Elastic Cloud adds Elasticsearch Vector Database optimized profile to Microsoft Azure

Today we are happy to announce that our Elastic Cloud Vector Search optimized hardware profile is now available for Elastic Cloud on Microsoft Azure users. This hardware profile is optimized for applications that use Elasticsearch as a vector database to store dense or sparse embeddings for search and Generative AI use cases powered by RAG (retrieval augmented generation).

Vector Search optimized hardware profile: what you need to know

Elastic Cloud users benefit from having Elastic managed infrastructure across all major cloud providers (Azure, GCP and AWS) along with wide region support for Microsoft Azure users. This release follows the previous announcement of a Vector Search optimized hardware profile for GCP. AWS users have had access to the Vector Search optimized profile since November 2023. For more specific details on the instance configuration for this Azure hardware profile, refer to our documentation for instance type: azure.es.datahot.lsv3

Vector Search, HNSW, and Memory

Elasticsearch uses the Hierarchical Navigable Small World graph (HNSW) data structure to implement its Approximate Nearest Neighbor search (ANN). Because of its layered approach, HNSW's hierarchical aspect offers excellent query latency. To be most performant, HNSW requires the vectors to be cached in the node's memory. This caching is done automatically and uses the available RAM not taken up by the Elasticsearch JVM. Because of this, memory optimizations are important steps for scalability.

Consult our vector search tuning guide to determine the right setup for your vector search embeddings and whether you have adequate memory for your deployment.

With this in mind, the Vector Search optimized hardware profile is configured with a smaller than standard Elasticsearch JVM heap setting. This provides more RAM for caching vectors on a node, allowing users to provision fewer nodes for their vector search use cases.

If you’re using compression techniques like scalar quantization, the memory requirement is lowered by a factor of 4. To store quantized embeddings (available in versions Elasticsearch 8.12 and later) simply ensure that you’re storing in the correct element_type: byte. To utilize our automatic quantization of float vectors update your embeddings to use index type: int8_hnsw like in the following mapping example.

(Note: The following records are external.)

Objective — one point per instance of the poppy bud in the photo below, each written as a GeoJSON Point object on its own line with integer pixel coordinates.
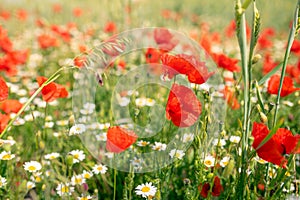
{"type": "Point", "coordinates": [72, 120]}
{"type": "Point", "coordinates": [263, 117]}
{"type": "Point", "coordinates": [256, 58]}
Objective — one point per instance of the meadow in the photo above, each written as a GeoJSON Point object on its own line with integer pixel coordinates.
{"type": "Point", "coordinates": [141, 99]}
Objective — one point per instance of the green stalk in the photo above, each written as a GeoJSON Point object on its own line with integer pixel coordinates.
{"type": "Point", "coordinates": [50, 80]}
{"type": "Point", "coordinates": [242, 39]}
{"type": "Point", "coordinates": [286, 57]}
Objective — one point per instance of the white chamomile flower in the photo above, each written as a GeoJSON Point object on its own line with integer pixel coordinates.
{"type": "Point", "coordinates": [84, 197]}
{"type": "Point", "coordinates": [6, 155]}
{"type": "Point", "coordinates": [32, 166]}
{"type": "Point", "coordinates": [30, 185]}
{"type": "Point", "coordinates": [235, 139]}
{"type": "Point", "coordinates": [158, 146]}
{"type": "Point", "coordinates": [209, 161]}
{"type": "Point", "coordinates": [99, 169]}
{"type": "Point", "coordinates": [52, 156]}
{"type": "Point", "coordinates": [146, 190]}
{"type": "Point", "coordinates": [77, 180]}
{"type": "Point", "coordinates": [177, 154]}
{"type": "Point", "coordinates": [142, 143]}
{"type": "Point", "coordinates": [3, 181]}
{"type": "Point", "coordinates": [224, 162]}
{"type": "Point", "coordinates": [86, 174]}
{"type": "Point", "coordinates": [188, 137]}
{"type": "Point", "coordinates": [78, 156]}
{"type": "Point", "coordinates": [77, 129]}
{"type": "Point", "coordinates": [64, 189]}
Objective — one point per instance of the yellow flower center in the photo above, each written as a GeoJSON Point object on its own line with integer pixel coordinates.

PUT my-byte-quantized-index
{
  "mappings": {
    "properties": {
      "my_vector": {
        "type": "dense_vector",
        "dims": 512,
        "index_options": {
          "type": "int8_hnsw"
        }
      }
    }
  }
}

In upcoming versions, Elasticsearch will provide this as the default mapping, removing the need for users to adjust their mapping. For further reading, we provide an evaluation of scalar quantization in Elasticsearch in this blog.

Combining this optimized hardware profile with Elasticsearch’s automatic quantization are two examples where Elastic is focused on vector search and our vector database to be cost-effective while still being extremely performant.

Getting Started

Start a free trial on Elastic Cloud and simply select the new Vector Search optimized profile to get started.

Migrating existing Elastic Cloud deployments

Migrating to this new Vector Search optimized hardware profile is a few clicks away. Simply navigate to your Elastic Cloud management UI, click to manage the specific deployment, and edit the hardware profile. In this example, we are migrating from a ‘Storage optimized’ profile to the new ‘Vector Search’ optimized profile. When choosing to do so, there is a small reduction to the available storage, but what is gained is the ability to store more vectors per memory with vector search at a lower cost.

Migrating to a new hardware profile uses the grow and shrink approach for deployment changes. This approach adds new instances, migrates data from old instances to the new ones, and then shrinks the deployment by removing the old instances. This approach allows for high availability during configuration changes even for single availability zones.

The following image shows a typical architecture for a deployment running in Elastic Cloud, where vector search will be the primary use case.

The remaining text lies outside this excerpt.